2. Environmental installation

2.1 CUDA installation

Drive drivers
ubuntu-drivers devices  # View the drivers supported by the device


My computer supports 410, so install the driver first

# 1. Update apt get source list
sudo apt-get update
sudo apt-get upgrade
# 2. Add driver source
sudo add-apt-repository ppa:graphics-drivers/ppa
sudo apt-get update
sudo apt-get install nvidia-410  # install
sudo nvidia-smi   # View the installation status of the driver

Select CUDA version according to the following figure, and select CUDA version 10.0, Click here to view the corresponding drivers on CUDA official website
, as shown in the figure below, some data:

Switch gcc

Select CUDA version 10.0, Click here to view the corresponding GCC version of CUDA official website
, as shown in the figure below, some data:

Bloggers use gcc, which is originally 7.3, so there is no need to install or replace. If you want to install or replace, use the following command to switch

# Install gcc5
sudo apt-get install gcc-5 gcc-5-multilib 	
sudo apt-get install g++-5 g++-5-multilib
# set priority
sudo update-alternatives --install /usr/bin/gcc gcc /usr/bin/gcc-5 50	
sudo update-alternatives --install /usr/bin/g++ gc++/usr/bin/g++-5 50
# See the optional version of gcc and the current version
sudo update-alternatives --config gcc
# View gcc version
gcc -version
Installing cuda

Official website, click here

After downloading, run sudo sh * Run to install
Press Enter until you finish reading the statement
If the driver is installed independently, you must choose not to install the driver! Select the following:
There will be some warnings during the installation, which can be ignored.
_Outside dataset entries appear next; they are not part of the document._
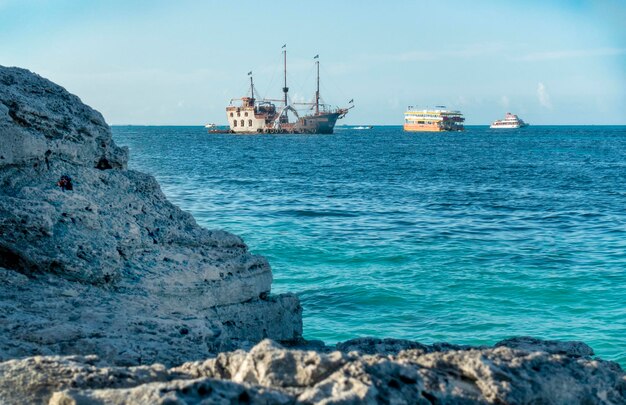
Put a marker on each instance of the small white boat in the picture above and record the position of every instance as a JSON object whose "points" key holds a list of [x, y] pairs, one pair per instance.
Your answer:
{"points": [[510, 121]]}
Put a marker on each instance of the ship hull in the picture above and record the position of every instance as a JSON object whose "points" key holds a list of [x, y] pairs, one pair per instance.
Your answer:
{"points": [[429, 128], [507, 126], [323, 123]]}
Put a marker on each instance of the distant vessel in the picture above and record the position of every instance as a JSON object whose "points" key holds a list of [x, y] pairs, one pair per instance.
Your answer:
{"points": [[254, 116], [510, 121], [435, 120]]}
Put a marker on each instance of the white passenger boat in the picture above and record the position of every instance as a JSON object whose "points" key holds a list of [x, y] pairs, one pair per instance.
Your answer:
{"points": [[510, 121]]}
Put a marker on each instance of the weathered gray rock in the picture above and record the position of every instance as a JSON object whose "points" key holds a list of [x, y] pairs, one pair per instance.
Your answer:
{"points": [[269, 373], [112, 268]]}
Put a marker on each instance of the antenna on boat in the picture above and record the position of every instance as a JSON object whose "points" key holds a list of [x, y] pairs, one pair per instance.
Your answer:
{"points": [[251, 84], [317, 92], [285, 89]]}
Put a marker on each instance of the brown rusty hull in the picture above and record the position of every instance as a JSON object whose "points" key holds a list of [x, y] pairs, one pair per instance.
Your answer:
{"points": [[323, 123]]}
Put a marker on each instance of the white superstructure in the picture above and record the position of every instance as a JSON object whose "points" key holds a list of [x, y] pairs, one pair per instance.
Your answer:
{"points": [[510, 121]]}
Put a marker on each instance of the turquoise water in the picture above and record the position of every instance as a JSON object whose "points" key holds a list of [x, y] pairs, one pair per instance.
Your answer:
{"points": [[463, 237]]}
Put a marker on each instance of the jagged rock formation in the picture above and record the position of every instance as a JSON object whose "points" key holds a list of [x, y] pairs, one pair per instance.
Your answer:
{"points": [[111, 267], [403, 373]]}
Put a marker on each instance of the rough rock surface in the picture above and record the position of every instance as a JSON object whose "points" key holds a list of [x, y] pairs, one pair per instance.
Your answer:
{"points": [[271, 374], [112, 268]]}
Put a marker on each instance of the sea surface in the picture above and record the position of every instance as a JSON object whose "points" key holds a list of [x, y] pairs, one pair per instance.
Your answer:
{"points": [[467, 237]]}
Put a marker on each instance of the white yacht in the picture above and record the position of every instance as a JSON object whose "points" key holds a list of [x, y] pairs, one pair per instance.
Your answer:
{"points": [[510, 121]]}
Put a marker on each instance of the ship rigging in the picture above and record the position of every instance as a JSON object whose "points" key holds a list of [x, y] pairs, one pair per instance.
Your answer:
{"points": [[254, 116]]}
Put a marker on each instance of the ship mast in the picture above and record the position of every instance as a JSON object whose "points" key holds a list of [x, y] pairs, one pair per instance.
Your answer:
{"points": [[285, 88], [317, 92], [251, 86]]}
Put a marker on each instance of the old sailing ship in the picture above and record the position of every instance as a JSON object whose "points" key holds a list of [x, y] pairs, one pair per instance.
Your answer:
{"points": [[248, 115]]}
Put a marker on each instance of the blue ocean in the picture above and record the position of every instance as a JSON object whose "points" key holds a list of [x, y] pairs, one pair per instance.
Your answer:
{"points": [[467, 237]]}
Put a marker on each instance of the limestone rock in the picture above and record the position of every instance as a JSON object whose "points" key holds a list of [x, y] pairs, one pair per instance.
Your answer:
{"points": [[111, 267], [269, 373]]}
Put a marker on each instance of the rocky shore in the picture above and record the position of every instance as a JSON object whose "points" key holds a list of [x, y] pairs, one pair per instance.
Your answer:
{"points": [[110, 294]]}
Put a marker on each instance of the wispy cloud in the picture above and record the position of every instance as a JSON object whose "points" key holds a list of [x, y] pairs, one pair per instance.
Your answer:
{"points": [[505, 102], [543, 96], [475, 50], [569, 54]]}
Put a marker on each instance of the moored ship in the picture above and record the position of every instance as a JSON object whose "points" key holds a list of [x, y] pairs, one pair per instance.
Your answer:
{"points": [[510, 121], [252, 116], [433, 120]]}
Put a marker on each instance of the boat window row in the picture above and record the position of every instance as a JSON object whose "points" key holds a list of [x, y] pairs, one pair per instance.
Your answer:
{"points": [[242, 122], [239, 114]]}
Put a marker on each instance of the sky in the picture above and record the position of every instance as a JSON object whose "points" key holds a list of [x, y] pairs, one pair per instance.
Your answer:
{"points": [[180, 62]]}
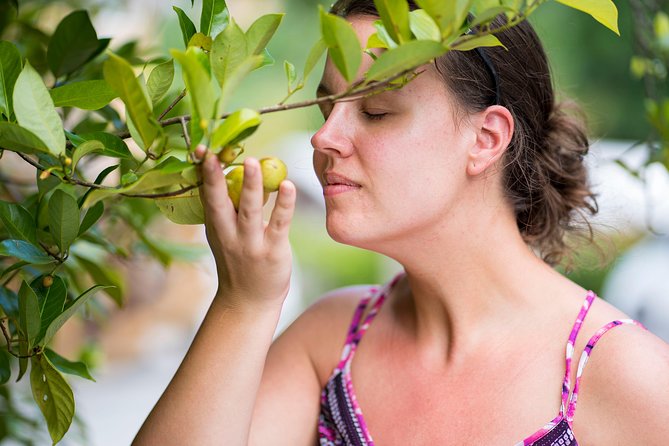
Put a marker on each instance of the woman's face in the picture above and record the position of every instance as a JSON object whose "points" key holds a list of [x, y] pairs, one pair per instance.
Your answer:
{"points": [[392, 165]]}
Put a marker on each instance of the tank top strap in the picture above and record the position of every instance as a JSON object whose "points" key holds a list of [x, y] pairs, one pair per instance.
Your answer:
{"points": [[376, 296], [566, 385], [586, 355]]}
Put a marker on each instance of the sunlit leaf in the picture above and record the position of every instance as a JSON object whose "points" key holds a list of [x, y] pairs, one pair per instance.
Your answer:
{"points": [[77, 368], [214, 17], [423, 27], [51, 301], [74, 43], [53, 395], [260, 33], [18, 139], [342, 42], [35, 111], [10, 67], [160, 80], [89, 95], [236, 127], [29, 317], [25, 251], [395, 17], [604, 11], [63, 219], [403, 57], [197, 80], [121, 77], [18, 222], [186, 25], [69, 311]]}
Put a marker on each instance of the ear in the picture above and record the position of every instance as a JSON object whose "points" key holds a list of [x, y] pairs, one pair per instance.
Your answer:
{"points": [[494, 129]]}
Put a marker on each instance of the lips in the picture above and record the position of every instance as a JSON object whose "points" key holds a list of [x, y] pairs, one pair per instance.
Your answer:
{"points": [[334, 184]]}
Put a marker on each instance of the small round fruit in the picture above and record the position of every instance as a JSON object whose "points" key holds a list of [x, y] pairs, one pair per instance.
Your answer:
{"points": [[229, 154], [235, 179], [274, 171], [47, 281]]}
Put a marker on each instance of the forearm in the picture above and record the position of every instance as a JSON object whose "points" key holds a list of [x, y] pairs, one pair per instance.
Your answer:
{"points": [[210, 400]]}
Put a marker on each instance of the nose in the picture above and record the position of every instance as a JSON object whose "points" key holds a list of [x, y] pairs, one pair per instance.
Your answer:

The following configuration is required after installation

# Add environment variable
sudo gedit ~/.bashrc

# Add to last
export PATH=$PATH:/usr/local/cuda/bin  
export LD_LIBRARY_PATH=$LD_LIBRARY_PATH:/usr/local/cuda/lib64  
export LIBRARY_PATH=$LIBRARY_PATH:/usr/local/cuda/lib64  

# Save exit
source ~/.bashrc
 
#Is the test successful
sudo rm -rf /usr/local/cuda  
sudo ln -s /usr/local/cuda-10.0 /usr/local/cuda  
nvcc --version  

cd /usr/local/cuda/samples/1_Utilities/deviceQuery 
sudo make
./deviceQuery

# restart
reboot

#input
nvidia-smi  # View the latest installation status

Install cudnn

Official website, click here For version selection and download

Delete old version, skip if none

sudo rm -rf /usr/local/cuda/include/cudnn.h
sudo rm -rf /usr/local/cuda/lib64/libcudnn*

Install the new version and cd into the cuda folder that you just unzipped

sudo cp include/cudnn.h /usr/local/cuda/include/	
sudo cp lib64/lib* /usr/local/cuda/lib64/

Establish soft link

cd /usr/local/cuda/lib64/	
sudo chmod +r libcudnn.so.7.6.5	
sudo ln -sf libcudnn.so.7.6.5 libcudnn.so.7	
sudo ln -sf libcudnn.so.7 libcudnn.so   	
sudo ldconfig

Test verification

cat /usr/local/cuda/include/cudnn.h | grep CUDNN_MAJOR -A 2

If the version shown in the figure below appears, the installation is successful

2.2 installation of TensorRT

Download address, click the official website, here

Select the tar version of 6.0 to download, and extract it to get the following work

# Create a new folder under home, name it tensorrt, and then copy and unzip the downloaded compressed file
tar xzvf TensorRT-6.0.1.5.Ubuntu-18.04.x86_64-gnu.cuda-10.0.cudnn7.6.tar.gz 
 
# Unzip the TensorRT-6.0.1.5 folder and add the lib absolute path inside to the environment variable
gedit ~/.bashrc

# add to
export LD_LIBRARY_PATH=$LD_LIBRARY_PATH:/home/jason/tensorrt/TensorRT-6.0.1.5/lib

# take effect
source ~/.bashrc
	
#Install TensorRT
cd TensorRT-6.0.1.5/python/
pip install tensorrt-6.0.1.5-cp36-none-linux_x86_64.whl
 
#Install UFF, which is related to tensorflow. You can not install it
cd TensorRT-6.0.1.5/uff
pip install uff-0.6.5-py2.py3-none-any.whl 
 
#Installing graphsurgeon
cd TensorRT-6.0.1.5/graphsurgeon
pip install graphsurgeon-0.4.1-py2.py3-none-any.whl

# Enter the python environment and test. If no error is reported, the installation is successful
import tensorrt

2.3 TF installation and other environments

sudo pip3 install tensorflow-gpu==1.14.0
sudo pip3 install numpy==1.19.5
sudo pip3 install h5py==3.1.0
sudo pip3 install onnx==1.4.1
sudo pip3 install Pillow==6.1.0
sudo pip3 install pycuda==2019.1.1
sudo pip3 install uff==0.6.5
sudo pip3 install wget==3.2

3. Model training (taking inception V3 as an example) – > omitted

Omitted, reference

4. Reasoning acceleration using tensorRT

4.1 model saving

In TensorFlow, I believe you will not be unfamiliar with the saving and calling of the model. Use the key statement Saver = TF train. Saver() and saver Save() can be completed.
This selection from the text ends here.